Observability: Langfuse + LangSmith

Every LLM call in my stack is traced. Langfuse captures the prompt, completion, latency, token counts, cost, user ID, and session. LangSmith adds the LangChain/LangGraph graph view so I can see which node in a chain is bleeding tokens.

Why both? Langfuse is open-source and I self-host it for PII reasons. LangSmith is sharper for debugging agent loops. They complement each other.

Evaluation: RAGAS + Golden Sets

RAGAS gives you the four metrics that matter for RAG systems:

  • Context Precision, did we retrieve the right chunks?
  • Context Recall, did we miss relevant info?
  • Faithfulness, does the answer stay grounded in the context?
  • Answer Relevancy, does the answer actually address the question?

I maintain a golden set of 200 hand-labeled examples. Every pull request runs the full eval. If faithfulness drops below 0.9, the build fails. No exceptions.

from ragas import evaluate
from ragas.metrics import faithfulness, answer_relevancy, context_precision

result = evaluate(
    dataset=golden_set,
    metrics=[faithfulness, answer_relevancy, context_precision]
)

assert result['faithfulness'] > 0.9, "Faithfulness regression!"

Versioning: MLflow for Prompts + Models

Prompts are code. I version every prompt in MLflow alongside the model version, the eval results, and the dataset hash. When something breaks in production, I can roll back to a known-good combination in one command.

This sounds boring. It isn't. The first time you need to roll back a prompt at 2am because a model update broke your few-shot examples, you'll understand why it matters.

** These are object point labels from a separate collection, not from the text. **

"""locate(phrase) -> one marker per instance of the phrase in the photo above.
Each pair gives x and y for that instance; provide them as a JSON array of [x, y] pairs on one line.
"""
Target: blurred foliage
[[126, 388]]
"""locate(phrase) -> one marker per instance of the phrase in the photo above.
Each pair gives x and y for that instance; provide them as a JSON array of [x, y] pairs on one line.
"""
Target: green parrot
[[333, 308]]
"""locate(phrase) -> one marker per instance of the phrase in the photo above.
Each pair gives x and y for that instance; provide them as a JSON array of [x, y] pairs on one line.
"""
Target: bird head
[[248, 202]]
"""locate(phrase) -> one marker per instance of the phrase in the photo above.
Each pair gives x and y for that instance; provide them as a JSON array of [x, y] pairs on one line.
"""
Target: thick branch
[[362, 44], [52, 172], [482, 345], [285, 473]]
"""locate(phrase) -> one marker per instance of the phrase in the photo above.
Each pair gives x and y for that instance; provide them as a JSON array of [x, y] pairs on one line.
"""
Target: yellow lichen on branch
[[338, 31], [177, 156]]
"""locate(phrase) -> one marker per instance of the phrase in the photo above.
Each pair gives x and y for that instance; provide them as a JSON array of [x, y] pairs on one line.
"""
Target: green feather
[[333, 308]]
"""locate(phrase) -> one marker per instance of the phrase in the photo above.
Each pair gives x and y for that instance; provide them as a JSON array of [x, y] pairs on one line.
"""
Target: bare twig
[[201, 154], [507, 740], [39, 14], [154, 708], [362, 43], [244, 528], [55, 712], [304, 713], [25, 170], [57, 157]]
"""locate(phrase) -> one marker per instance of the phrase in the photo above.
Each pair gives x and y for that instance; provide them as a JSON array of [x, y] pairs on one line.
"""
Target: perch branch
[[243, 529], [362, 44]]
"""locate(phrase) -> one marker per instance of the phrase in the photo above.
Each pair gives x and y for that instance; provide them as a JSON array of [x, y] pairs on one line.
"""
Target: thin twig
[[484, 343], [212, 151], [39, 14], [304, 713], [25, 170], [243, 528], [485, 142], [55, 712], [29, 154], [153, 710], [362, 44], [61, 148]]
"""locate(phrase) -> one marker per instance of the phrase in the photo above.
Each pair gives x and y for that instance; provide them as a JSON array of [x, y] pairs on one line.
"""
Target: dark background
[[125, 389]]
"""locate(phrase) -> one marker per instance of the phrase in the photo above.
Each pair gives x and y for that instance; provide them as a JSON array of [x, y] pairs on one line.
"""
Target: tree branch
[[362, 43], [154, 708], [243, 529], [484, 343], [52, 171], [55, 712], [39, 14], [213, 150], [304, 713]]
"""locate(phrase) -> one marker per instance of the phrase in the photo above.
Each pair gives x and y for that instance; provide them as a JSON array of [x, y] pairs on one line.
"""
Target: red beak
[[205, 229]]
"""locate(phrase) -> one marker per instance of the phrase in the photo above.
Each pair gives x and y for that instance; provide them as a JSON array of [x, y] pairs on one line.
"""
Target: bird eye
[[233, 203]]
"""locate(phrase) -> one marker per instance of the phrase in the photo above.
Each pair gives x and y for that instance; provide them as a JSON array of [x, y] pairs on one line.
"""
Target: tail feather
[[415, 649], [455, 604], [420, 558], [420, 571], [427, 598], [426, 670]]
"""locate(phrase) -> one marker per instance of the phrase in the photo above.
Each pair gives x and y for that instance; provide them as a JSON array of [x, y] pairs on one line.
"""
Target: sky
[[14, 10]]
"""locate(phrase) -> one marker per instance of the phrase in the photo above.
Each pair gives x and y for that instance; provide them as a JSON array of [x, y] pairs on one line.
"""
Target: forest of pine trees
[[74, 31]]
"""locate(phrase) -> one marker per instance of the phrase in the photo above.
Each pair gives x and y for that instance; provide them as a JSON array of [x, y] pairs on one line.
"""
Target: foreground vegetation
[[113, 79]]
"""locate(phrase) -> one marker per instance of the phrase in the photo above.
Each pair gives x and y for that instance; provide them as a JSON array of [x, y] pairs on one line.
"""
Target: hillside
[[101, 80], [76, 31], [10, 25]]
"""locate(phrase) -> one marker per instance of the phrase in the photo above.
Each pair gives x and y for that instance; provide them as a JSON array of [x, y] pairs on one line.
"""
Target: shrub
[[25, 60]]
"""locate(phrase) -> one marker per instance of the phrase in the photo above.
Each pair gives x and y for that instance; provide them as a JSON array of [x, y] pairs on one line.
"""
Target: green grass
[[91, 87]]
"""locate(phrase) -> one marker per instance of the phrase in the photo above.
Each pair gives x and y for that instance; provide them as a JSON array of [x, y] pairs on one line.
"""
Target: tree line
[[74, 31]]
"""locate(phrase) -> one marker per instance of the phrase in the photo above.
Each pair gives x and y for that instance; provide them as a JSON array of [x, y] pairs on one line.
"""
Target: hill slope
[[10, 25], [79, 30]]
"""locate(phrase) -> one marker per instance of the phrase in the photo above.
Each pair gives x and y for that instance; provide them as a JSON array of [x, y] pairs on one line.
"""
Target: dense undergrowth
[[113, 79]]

Feedback Loops: Production → Eval Set

The best eval set is your production traffic. I sample 0.5% of production requests, anonymize them, and feed them into a human review queue. Anything flagged as wrong becomes a new golden set entry.

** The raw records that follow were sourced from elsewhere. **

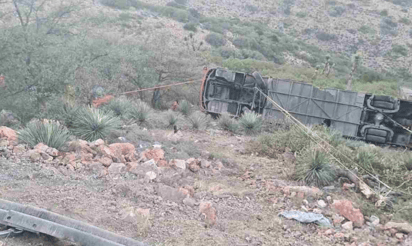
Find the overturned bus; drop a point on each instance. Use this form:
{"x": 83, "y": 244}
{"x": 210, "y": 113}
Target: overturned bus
{"x": 371, "y": 118}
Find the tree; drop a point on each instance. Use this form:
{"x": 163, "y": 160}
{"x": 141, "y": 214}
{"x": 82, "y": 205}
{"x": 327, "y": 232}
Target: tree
{"x": 171, "y": 61}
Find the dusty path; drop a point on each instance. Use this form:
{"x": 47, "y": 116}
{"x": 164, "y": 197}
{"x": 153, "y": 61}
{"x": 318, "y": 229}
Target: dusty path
{"x": 246, "y": 214}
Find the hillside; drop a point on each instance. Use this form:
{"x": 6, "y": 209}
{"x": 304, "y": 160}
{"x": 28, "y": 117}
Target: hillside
{"x": 137, "y": 166}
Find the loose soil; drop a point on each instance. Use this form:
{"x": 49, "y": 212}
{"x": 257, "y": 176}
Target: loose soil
{"x": 242, "y": 193}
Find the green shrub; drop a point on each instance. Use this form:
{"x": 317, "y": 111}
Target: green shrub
{"x": 172, "y": 118}
{"x": 92, "y": 124}
{"x": 227, "y": 123}
{"x": 215, "y": 39}
{"x": 117, "y": 4}
{"x": 251, "y": 122}
{"x": 400, "y": 50}
{"x": 140, "y": 112}
{"x": 199, "y": 120}
{"x": 366, "y": 30}
{"x": 323, "y": 36}
{"x": 313, "y": 167}
{"x": 184, "y": 107}
{"x": 190, "y": 27}
{"x": 405, "y": 21}
{"x": 119, "y": 107}
{"x": 388, "y": 27}
{"x": 51, "y": 134}
{"x": 337, "y": 11}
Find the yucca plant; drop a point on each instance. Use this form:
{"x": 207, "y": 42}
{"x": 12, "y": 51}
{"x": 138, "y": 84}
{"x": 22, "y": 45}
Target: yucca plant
{"x": 172, "y": 118}
{"x": 199, "y": 120}
{"x": 251, "y": 123}
{"x": 313, "y": 167}
{"x": 184, "y": 107}
{"x": 227, "y": 123}
{"x": 140, "y": 112}
{"x": 92, "y": 124}
{"x": 52, "y": 134}
{"x": 119, "y": 107}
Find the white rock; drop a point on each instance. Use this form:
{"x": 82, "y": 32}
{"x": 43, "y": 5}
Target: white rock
{"x": 151, "y": 175}
{"x": 322, "y": 204}
{"x": 374, "y": 220}
{"x": 348, "y": 226}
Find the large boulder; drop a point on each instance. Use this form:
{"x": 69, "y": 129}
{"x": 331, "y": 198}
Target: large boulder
{"x": 346, "y": 209}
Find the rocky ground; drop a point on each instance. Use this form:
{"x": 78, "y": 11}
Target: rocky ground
{"x": 221, "y": 196}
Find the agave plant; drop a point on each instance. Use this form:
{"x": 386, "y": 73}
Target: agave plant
{"x": 52, "y": 134}
{"x": 226, "y": 122}
{"x": 119, "y": 107}
{"x": 92, "y": 124}
{"x": 140, "y": 112}
{"x": 313, "y": 167}
{"x": 251, "y": 123}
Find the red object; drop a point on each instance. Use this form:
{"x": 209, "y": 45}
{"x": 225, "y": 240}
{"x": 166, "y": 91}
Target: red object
{"x": 100, "y": 101}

This is how you avoid the "demos beautifully, fails in production" trap. Your eval set becomes a living reflection of what users actually ask.

Cost Tracking

Token costs compound fast. At 1.5k req/min with a 2k-token context, you're burning roughly $3k/day on GPT-5 alone. I track per-endpoint, per-user, and per-feature cost in Langfuse, and page myself when daily cost drifts 20% above baseline.

Cost is a product metric, not just a finance metric.

Putting It Together: CI/CD for LLMs

# On every PR:
1. Run unit tests + linters
2. Run RAGAS eval on golden set
3. Compare to baseline (main branch)
4. Fail if faithfulness/precision regresses
5. Human review required for prompt changes

# On merge to main:
1. Deploy to staging
2. Run 10% canary for 1 hour
3. Compare Langfuse metrics
4. Promote to prod or auto-rollback

The Mindset Shift

Treat LLMs like any other production service. They need observability, tests, versioning, and rollback. The tools are here, use them.

LLMOps isn't optional anymore. If you're not doing it, you're shipping bugs to users and hoping they don't notice.